Vino ecológico desde el corazón de La Mancha
En Miguel Esteban, un pueblo al sur de la provincia de Toledo, se encuentra la pequeña bodega ecológica Amadís de Yébenes. En 2007, Andrea Yébenes decidió recuperar la tradición vitivinícola de sus abuelos. Así nació un proyecto familiar centrado en la naturaleza, el legado y la comunidad. En una región donde la agricultura a pequeña escala está desapareciendo, Amadís de Yébenes apuesta conscientemente por la calidad, la sostenibilidad y el arraigo local.
Entre viñedos y lagunas estacionales
La bodega cultiva diez hectáreas de viñedo a más de 670 metros sobre el nivel del mar. Los suelos arcillo-calcáreos, pobres en nutrientes, son ideales para la viticultura ecológica. Las vides crecen cerca de una reserva natural protegida con lagunas estacionales que albergan una rica biodiversidad. Este entorno natural influye en el carácter de los vinos y refuerza la importancia de trabajar en armonía con la tierra.
Artesanía en viñedo y bodega
Amadís de Yébenes trabaja de forma completamente ecológica y cuenta con certificación. Variedades antiguas como Airén y Cencibel se cosechan a mano, a menudo por la noche para preservar la frescura. En la bodega, los pequeños lotes se elaboran en diferentes recipientes: acero inoxidable, barricas de madera en cuevas subterráneas y damajuanas de vidrio. Los vinos fermentan espontáneamente con levaduras autóctonas, sin aditivos ni intervenciones innecesarias. Cada vino refleja el carácter del año, la uva y la tierra.
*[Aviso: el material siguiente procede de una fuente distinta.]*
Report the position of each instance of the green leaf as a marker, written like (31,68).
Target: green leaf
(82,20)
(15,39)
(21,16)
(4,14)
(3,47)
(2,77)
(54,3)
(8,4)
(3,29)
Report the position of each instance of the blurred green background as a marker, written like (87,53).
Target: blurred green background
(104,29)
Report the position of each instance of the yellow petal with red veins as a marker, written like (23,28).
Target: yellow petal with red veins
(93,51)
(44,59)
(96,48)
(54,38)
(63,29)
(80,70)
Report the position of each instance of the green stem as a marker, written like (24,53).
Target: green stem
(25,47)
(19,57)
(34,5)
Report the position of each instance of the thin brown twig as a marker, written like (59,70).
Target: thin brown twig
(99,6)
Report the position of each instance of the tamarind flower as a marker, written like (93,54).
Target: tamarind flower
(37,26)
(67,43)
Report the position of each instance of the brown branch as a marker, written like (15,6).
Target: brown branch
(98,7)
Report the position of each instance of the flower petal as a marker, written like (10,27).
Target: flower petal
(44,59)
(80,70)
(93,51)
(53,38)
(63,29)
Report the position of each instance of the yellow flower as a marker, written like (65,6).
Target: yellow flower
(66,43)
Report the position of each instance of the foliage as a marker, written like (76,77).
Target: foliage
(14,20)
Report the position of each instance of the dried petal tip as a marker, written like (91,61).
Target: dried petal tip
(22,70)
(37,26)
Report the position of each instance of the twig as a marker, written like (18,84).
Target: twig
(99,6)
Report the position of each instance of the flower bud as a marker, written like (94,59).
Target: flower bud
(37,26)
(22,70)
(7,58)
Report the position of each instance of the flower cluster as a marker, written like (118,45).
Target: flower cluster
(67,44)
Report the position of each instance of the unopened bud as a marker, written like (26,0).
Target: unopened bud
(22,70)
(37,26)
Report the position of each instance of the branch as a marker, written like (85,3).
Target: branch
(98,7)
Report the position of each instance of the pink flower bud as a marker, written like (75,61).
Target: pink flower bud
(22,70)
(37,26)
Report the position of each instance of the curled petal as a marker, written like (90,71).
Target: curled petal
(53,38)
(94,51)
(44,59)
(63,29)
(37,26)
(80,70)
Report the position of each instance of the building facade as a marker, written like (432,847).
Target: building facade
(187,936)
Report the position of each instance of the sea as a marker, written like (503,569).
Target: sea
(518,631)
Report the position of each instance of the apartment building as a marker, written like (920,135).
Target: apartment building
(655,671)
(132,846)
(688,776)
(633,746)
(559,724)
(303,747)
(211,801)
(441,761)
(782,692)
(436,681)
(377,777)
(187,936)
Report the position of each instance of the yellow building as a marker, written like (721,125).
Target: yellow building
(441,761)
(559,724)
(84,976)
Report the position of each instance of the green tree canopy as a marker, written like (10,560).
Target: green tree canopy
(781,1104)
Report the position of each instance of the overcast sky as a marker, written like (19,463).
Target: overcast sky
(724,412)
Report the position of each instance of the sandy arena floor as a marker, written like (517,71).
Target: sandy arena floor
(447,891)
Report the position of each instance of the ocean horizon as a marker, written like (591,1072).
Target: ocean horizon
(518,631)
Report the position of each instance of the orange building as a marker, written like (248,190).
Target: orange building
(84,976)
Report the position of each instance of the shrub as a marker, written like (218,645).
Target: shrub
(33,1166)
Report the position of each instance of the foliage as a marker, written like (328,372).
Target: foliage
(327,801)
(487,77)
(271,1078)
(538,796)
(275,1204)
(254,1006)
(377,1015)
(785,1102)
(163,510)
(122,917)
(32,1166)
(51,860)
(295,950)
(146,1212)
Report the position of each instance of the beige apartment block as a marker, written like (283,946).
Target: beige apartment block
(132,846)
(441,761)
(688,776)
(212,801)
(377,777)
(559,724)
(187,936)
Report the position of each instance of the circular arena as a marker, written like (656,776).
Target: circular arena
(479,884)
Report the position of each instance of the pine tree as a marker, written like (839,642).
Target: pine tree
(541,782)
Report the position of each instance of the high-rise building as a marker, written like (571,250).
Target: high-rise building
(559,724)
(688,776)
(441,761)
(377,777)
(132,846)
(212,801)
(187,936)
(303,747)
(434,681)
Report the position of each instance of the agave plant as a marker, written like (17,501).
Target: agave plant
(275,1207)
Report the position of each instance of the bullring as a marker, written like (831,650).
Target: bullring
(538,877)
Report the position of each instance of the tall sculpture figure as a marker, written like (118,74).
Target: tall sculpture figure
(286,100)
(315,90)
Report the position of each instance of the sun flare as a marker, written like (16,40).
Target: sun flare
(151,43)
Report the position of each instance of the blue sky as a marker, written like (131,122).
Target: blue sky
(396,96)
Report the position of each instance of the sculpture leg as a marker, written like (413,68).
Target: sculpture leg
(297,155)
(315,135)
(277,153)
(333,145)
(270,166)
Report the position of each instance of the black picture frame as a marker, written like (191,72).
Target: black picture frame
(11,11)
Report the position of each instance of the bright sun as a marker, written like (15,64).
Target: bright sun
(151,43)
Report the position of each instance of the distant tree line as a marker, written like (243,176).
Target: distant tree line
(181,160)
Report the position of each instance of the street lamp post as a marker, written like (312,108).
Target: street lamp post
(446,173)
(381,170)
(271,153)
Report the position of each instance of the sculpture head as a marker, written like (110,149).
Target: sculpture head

Con raíces locales y visión global
La gama incluye El Último de Quini (Cencibel–Cabernet Sauvignon), Trescatorce (100 % Cencibel) y 5000 Cucas (Airén). Cada uno es un vino ecológico expresivo con un carácter limpio y contemporáneo. A través de ventas limitadas, catas y eventos locales, la bodega conecta con amantes del vino tanto cercanos como lejanos.
Para las personas y el lugar
Amadís de Yébenes es mucho más que una bodega. Con su compromiso con la biodiversidad, los métodos tradicionales y la colaboración local, la bodega apoya la vida en Miguel Esteban y sus alrededores, hoy y en el futuro.